U.S. public pension investments jump, costs surge too

Asset values at highest level in more than 40 years

WASHINGTON (Reuters) — Asset values at U.S. public pension funds rose 8.4 per cent in the latest fiscal year to the highest level in more than 40 years, but their costs also rose, the U.S. Census reported on Monday.

Most retirement systems ended fiscal 2013 on June 30. In the final quarter of that fiscal year the cash and securities holdings of the 100 largest public-employee pensions were $2.944 trillion, up 8.4 per cent from a year earlier and the highest level since the Census began collecting pension data in 1968.

Still, quarterly growth in their investments has been slowing at the same time they are having to pay more to retirees. Benefits and withdrawals also reached record highs in the quarter, jumping 16.8 per cent from a year earlier to $62.2 billion.

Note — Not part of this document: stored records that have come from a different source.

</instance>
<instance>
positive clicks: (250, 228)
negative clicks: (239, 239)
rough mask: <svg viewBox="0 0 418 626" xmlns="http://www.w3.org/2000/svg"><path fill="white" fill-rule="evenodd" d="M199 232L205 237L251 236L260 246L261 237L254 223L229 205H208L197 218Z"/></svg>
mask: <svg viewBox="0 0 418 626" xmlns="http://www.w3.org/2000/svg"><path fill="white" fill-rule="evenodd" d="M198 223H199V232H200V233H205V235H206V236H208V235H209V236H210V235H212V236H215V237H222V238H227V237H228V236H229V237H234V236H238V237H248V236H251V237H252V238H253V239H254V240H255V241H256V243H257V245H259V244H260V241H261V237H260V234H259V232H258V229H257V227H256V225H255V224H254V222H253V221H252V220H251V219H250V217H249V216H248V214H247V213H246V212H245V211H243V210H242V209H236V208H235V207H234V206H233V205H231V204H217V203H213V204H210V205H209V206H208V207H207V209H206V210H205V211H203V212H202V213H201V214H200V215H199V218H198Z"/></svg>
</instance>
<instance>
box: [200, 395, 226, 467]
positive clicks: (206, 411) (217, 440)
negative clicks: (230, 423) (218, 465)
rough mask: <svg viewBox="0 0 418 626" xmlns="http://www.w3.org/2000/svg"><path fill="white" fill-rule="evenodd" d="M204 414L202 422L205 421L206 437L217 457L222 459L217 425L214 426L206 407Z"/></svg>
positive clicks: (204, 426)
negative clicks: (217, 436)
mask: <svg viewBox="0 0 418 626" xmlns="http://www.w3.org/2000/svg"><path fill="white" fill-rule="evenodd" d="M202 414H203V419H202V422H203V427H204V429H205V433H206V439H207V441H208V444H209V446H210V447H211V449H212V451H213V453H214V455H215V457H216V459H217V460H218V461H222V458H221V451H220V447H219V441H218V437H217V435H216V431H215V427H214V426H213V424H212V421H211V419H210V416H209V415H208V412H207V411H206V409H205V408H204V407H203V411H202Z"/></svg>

"It looks like we're stabilizing instead of growing," said Erika Becker-Medina, chief of statistics in the Census governments division. She noted that on a quarter-to-quarter basis, the assets level was up just 0.4 per cent.

Investments provide the lion's share of retirement system revenues, with employers and employees also pitching in funds. During the 2007-09 recession, the financial crisis caused those investments to crumble just as states confronting collapsing revenues cut their pension contributions and also laid off employees.

Pensions have slowly marched back to health since holdings reached a low of $2.1 trillion in 2009. In fiscal 2013, investments finally surpassed the peak they reached in 2007 before the recession began.

Governments across the country have reformed pension policies in the aftermath of the funding crisis. Some began making the full contributions that their actuaries suggest. Others have had employees pitch in more, raised retirement ages, and cut annual cost of living adjustments to benefits.

The Census data showed that governments and employees both are now pitching in greater amounts of money.

Government contributions increased over the year by 2.3 per cent to $22.8 billion, while employee contributions rose 11.2 per cent to $11.4 billion. Government contributions have been creeping up over the last few years, Becker-Medina noted, pointing out that in the quarter that ended on June 30, 2008, government contributions were $18.39 billion.

"This data confirms what we've been seeing, which is that strong equity markets and increasing contributions from both employers and employees are driving higher public pension asset values," said Keith Brainard, research director at the National Association of State Retirement Administrators. "While quarterly and annual changes in contributions tend to be steady, investment earnings typically are lumpy and more volatile."

Over the year, corporate stock holdings of pension plans increased 7.4 per cent to $1.01 trillion and their international securities rose 16.8 per cent to $592.6 billion. U.S. government securities rose over the year by 6.9 per cent to $267.1 billion. Corporate bond holdings fell nine per cent to $330.8 billion.

Retirement systems' earnings on investments were $38.28 billion in the quarter, down from earnings of $115.49 billion the previous quarter but better than $16.3 billion in losses they had in the same period in 2012.

Public pensions "have stood out in returns versus other institutional peers for the primary reason that one of the assets classes that held up well in the second quarter was U.S. equities," said Steve Foresti, managing director and head of the Investment Research Group at Wilshire Consulting in Los Angeles.

Wilshire recently found that for the year ended June 30, public pensions had a median investment return of 12.4 per cent. Most pensions plan for returns of between seven and eight per cent.

During the quarter, the Dow Jones industrial average rose 2.3 per cent, the Standard & Poor's 500 2.4 per cent, and the Nasdaq 4.2 per cent.

The S&P 500 had the strongest first half of any year since 1998, as well. The final two quarters of most pensions' fiscal years represent the first half of calendar 2013.

The retirement systems' financial reports for fiscal 2013 will not be released for a while. Looking at the financial reports for fiscal 2012, Wilshire found that the median funding level for 134 state pensions was 71 per cent, meaning they have enough assets to cover 71 per cent of their costs.

"With their asset allocation and how markets have performed, I expect to see improvement," said Foresti about the funding level for fiscal 2013. "I'd estimate they will be 75 per cent."